Niemand krijgt een handleiding bij het hersenletsel mee. Door te vallen en weer op te staan komen mensen erachter dat het oude niveau -van fit voelen en sterk inzetbaar zijn- niet meer gehaald wordt. Vergelijk jezelf maar met een oude batterij die elke keer nog maar voor 35% oplaadt.
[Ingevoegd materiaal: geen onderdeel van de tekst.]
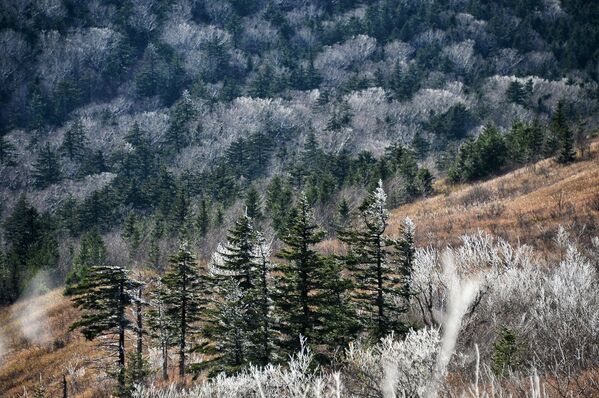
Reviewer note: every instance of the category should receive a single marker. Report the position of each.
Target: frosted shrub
(296, 380)
(393, 367)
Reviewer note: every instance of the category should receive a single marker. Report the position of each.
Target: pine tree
(343, 212)
(6, 152)
(92, 252)
(137, 365)
(162, 327)
(369, 261)
(240, 272)
(183, 295)
(203, 221)
(301, 284)
(46, 168)
(73, 144)
(252, 204)
(516, 93)
(178, 134)
(404, 258)
(103, 296)
(563, 133)
(424, 181)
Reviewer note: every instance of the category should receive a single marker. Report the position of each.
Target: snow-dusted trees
(240, 325)
(377, 279)
(104, 295)
(184, 297)
(300, 292)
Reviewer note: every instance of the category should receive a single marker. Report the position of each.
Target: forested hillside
(208, 180)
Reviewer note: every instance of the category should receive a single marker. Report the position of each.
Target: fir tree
(73, 144)
(252, 204)
(369, 260)
(301, 284)
(563, 133)
(203, 220)
(424, 181)
(162, 328)
(6, 152)
(178, 134)
(183, 296)
(92, 252)
(46, 168)
(103, 296)
(240, 272)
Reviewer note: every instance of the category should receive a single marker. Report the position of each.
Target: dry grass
(526, 205)
(25, 363)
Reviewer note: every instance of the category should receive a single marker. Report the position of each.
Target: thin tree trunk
(164, 361)
(121, 377)
(139, 325)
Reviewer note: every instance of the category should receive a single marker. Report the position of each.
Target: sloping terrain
(36, 346)
(526, 205)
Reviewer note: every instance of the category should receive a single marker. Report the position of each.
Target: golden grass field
(525, 205)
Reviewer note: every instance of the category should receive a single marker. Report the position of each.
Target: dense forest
(190, 162)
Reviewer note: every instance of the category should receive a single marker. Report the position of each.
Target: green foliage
(103, 295)
(184, 297)
(478, 158)
(507, 352)
(564, 135)
(7, 150)
(369, 259)
(300, 296)
(92, 253)
(30, 247)
(73, 144)
(46, 169)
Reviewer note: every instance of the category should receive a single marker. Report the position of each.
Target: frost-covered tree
(370, 260)
(301, 280)
(240, 325)
(184, 298)
(103, 296)
(47, 168)
(162, 328)
(73, 144)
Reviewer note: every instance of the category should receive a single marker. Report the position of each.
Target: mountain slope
(525, 205)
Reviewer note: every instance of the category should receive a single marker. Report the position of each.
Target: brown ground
(526, 205)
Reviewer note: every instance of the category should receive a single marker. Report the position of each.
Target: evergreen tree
(369, 260)
(253, 207)
(343, 212)
(178, 134)
(301, 283)
(420, 145)
(563, 133)
(203, 221)
(279, 197)
(241, 272)
(6, 152)
(137, 366)
(404, 257)
(162, 328)
(30, 246)
(92, 253)
(424, 180)
(183, 295)
(46, 168)
(73, 144)
(104, 295)
(516, 93)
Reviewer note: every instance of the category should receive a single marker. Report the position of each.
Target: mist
(30, 314)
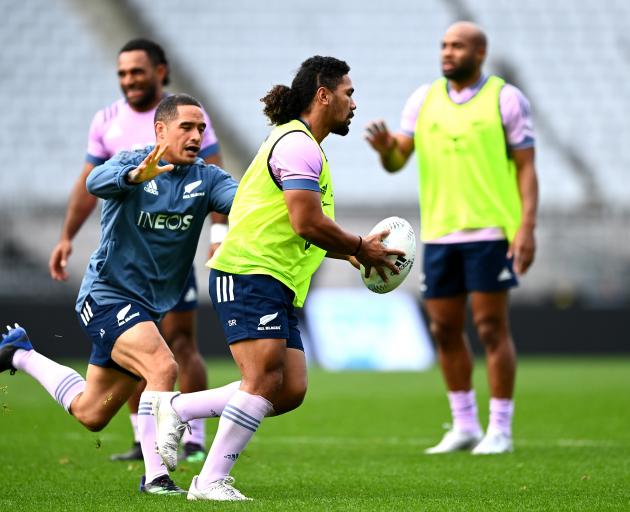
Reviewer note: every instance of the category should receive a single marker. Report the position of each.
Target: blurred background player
(474, 144)
(134, 277)
(281, 228)
(127, 124)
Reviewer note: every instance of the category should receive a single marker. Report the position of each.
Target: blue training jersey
(150, 230)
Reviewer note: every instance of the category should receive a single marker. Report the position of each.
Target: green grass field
(355, 444)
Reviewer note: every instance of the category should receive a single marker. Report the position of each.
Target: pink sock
(464, 411)
(153, 465)
(133, 417)
(501, 412)
(197, 434)
(239, 421)
(204, 404)
(61, 382)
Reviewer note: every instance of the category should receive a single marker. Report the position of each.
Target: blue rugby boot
(15, 338)
(161, 485)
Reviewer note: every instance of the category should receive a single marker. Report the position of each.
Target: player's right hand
(59, 260)
(149, 168)
(374, 254)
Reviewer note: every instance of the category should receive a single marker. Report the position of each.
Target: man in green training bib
(474, 143)
(281, 228)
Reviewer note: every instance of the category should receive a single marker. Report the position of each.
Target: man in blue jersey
(143, 73)
(156, 200)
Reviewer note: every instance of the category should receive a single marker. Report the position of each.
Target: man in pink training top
(474, 143)
(127, 124)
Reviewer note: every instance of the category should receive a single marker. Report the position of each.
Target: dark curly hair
(153, 50)
(282, 103)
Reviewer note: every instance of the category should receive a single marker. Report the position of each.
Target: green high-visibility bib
(260, 239)
(467, 179)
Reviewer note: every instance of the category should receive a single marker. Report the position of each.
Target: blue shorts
(188, 300)
(453, 269)
(254, 306)
(104, 324)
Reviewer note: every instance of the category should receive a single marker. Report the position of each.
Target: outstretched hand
(149, 168)
(374, 254)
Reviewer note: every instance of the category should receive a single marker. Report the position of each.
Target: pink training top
(296, 162)
(118, 127)
(517, 123)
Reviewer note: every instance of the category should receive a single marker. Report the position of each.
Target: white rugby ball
(401, 236)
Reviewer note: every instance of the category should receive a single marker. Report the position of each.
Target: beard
(342, 128)
(463, 72)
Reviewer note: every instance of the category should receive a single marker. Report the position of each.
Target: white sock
(133, 417)
(197, 433)
(239, 421)
(464, 411)
(61, 382)
(501, 412)
(204, 404)
(147, 426)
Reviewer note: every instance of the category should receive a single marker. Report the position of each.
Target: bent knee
(491, 332)
(446, 334)
(163, 373)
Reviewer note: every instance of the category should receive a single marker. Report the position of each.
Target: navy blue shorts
(188, 300)
(104, 324)
(453, 269)
(254, 306)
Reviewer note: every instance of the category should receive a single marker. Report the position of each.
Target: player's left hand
(523, 249)
(150, 167)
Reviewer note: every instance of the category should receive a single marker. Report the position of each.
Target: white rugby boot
(494, 442)
(170, 428)
(221, 490)
(455, 440)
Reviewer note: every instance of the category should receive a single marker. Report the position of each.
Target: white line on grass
(419, 441)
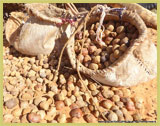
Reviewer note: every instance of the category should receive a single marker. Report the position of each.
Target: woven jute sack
(138, 64)
(38, 33)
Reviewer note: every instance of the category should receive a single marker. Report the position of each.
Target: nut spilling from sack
(117, 36)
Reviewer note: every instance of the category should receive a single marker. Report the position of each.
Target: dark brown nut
(123, 47)
(107, 33)
(119, 104)
(106, 64)
(121, 35)
(108, 40)
(90, 118)
(11, 103)
(96, 59)
(115, 41)
(113, 34)
(109, 49)
(124, 40)
(110, 26)
(107, 94)
(93, 66)
(85, 110)
(92, 26)
(87, 58)
(135, 35)
(107, 104)
(96, 26)
(88, 40)
(116, 46)
(76, 113)
(92, 49)
(115, 98)
(117, 53)
(34, 118)
(91, 107)
(77, 49)
(137, 117)
(130, 106)
(112, 58)
(84, 51)
(59, 105)
(80, 58)
(103, 59)
(112, 116)
(97, 52)
(120, 29)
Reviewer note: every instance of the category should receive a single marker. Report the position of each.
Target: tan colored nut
(92, 87)
(112, 58)
(123, 47)
(115, 41)
(117, 53)
(76, 113)
(113, 116)
(115, 98)
(96, 59)
(107, 104)
(109, 49)
(93, 66)
(120, 29)
(87, 58)
(62, 118)
(106, 64)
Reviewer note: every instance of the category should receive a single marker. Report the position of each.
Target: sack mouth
(127, 16)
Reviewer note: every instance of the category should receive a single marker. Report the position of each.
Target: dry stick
(86, 19)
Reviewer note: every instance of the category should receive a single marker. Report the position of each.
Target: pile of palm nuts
(117, 35)
(30, 96)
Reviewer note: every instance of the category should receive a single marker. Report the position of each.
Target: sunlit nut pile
(27, 97)
(117, 36)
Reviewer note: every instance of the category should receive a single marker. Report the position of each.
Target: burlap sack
(38, 33)
(138, 64)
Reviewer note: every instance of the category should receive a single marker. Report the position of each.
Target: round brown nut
(87, 58)
(108, 40)
(109, 49)
(120, 29)
(113, 116)
(34, 118)
(110, 27)
(97, 52)
(107, 104)
(80, 58)
(107, 94)
(93, 66)
(92, 86)
(11, 103)
(112, 58)
(115, 98)
(90, 118)
(130, 106)
(124, 40)
(92, 49)
(116, 46)
(117, 53)
(116, 41)
(76, 113)
(107, 33)
(59, 105)
(123, 47)
(113, 34)
(96, 59)
(84, 51)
Verbeten volhouden zorgt voor uitputting

Alsof iemand verbeten is om vol te houden. Dat lijkt op een “standje overdrive”. Dat wordt vaak gezien bij mensen die vóór het hersenletsel gewend waren om alles maar vol te houden. (Deze eigenschap is na het hersenletsel juist vaak versterkt en de rem is dan zoek. Bij deze mensen is de kans op uitputting en burn-out erg groot.)

Symptomen

  • Een verhoogde en intensere activiteitensnelheid. Dat zijn signalen dat iemand op de tenen loopt, om een taak toch af te krijgen of om vol te houden vanwege sociale druk.
  • Veel mensen met hersenletsel kunnen zichzelf niet meer doseren of begrenzen.
  • Snel vermoeid, zowel lichamelijk als mentaal
  • Weinig uithoudingsvermogen
  • Taken die voorheen goed gingen mislukken
  • Na een paar uur kan de energie al (bijna) op zijn.
  • De gewoonste dingen en handelingen vergen veel energie. Lopen, praten, luisteren, bewegen, telefoneren: alles wat bij een ander automatisch gaat vergt energie.

Tips

  • Pas activiteiten aan en schep samen reële verwachtingen.
  • Zorg voor regelmatige pauzes in de loop van de dag en leg die vast, dus vaste pauzes.
  • Wissel inspanning en ontspanning af
  • Gebruik een dag-/weekplanning
  • Probeer niet steeds te vergelijken met de situatie van vóór het letsel. De partner, familie of vrienden moeten dat ook niet doen. Het gaat niet over! Wel kun je leren met een situatie om te gaan. Dat wil zeggen dat je het anders gaat doen.
  • Bij ernstige vermoeidheid na overprikkeling is het goed de overprikkelingsvormen te herkennen, tijdig te stoppen, rust in te plannen en enigszins structuur te handhaven. Een voorbeeld hiervan is de suggestie dat iemand dan ‘maar oordopjes in moet doen’, is een onderschatting van dit ernstige uitputtende probleem bij hersenletsel.
  • Het kan prettig zijn om contact met lotgenoten te hebben. Naast het vinden van herkenning en het delen van ervaringen, kan men van elkaar leren hoe men met de vermoeidheid omgaat.
  • Voor de getroffene is het belangrijk om niet te hoge eisen aan zichzelf te stellen, wanneer de energie beperkt is. Het aantal dingen dat men op één dag doet, dient aangepast te worden aan de hoeveelheid energie die men heeft.
  • Regelmatig kiezen voor de dingen die men leuk vindt, levert vaak ook wat meer energie op.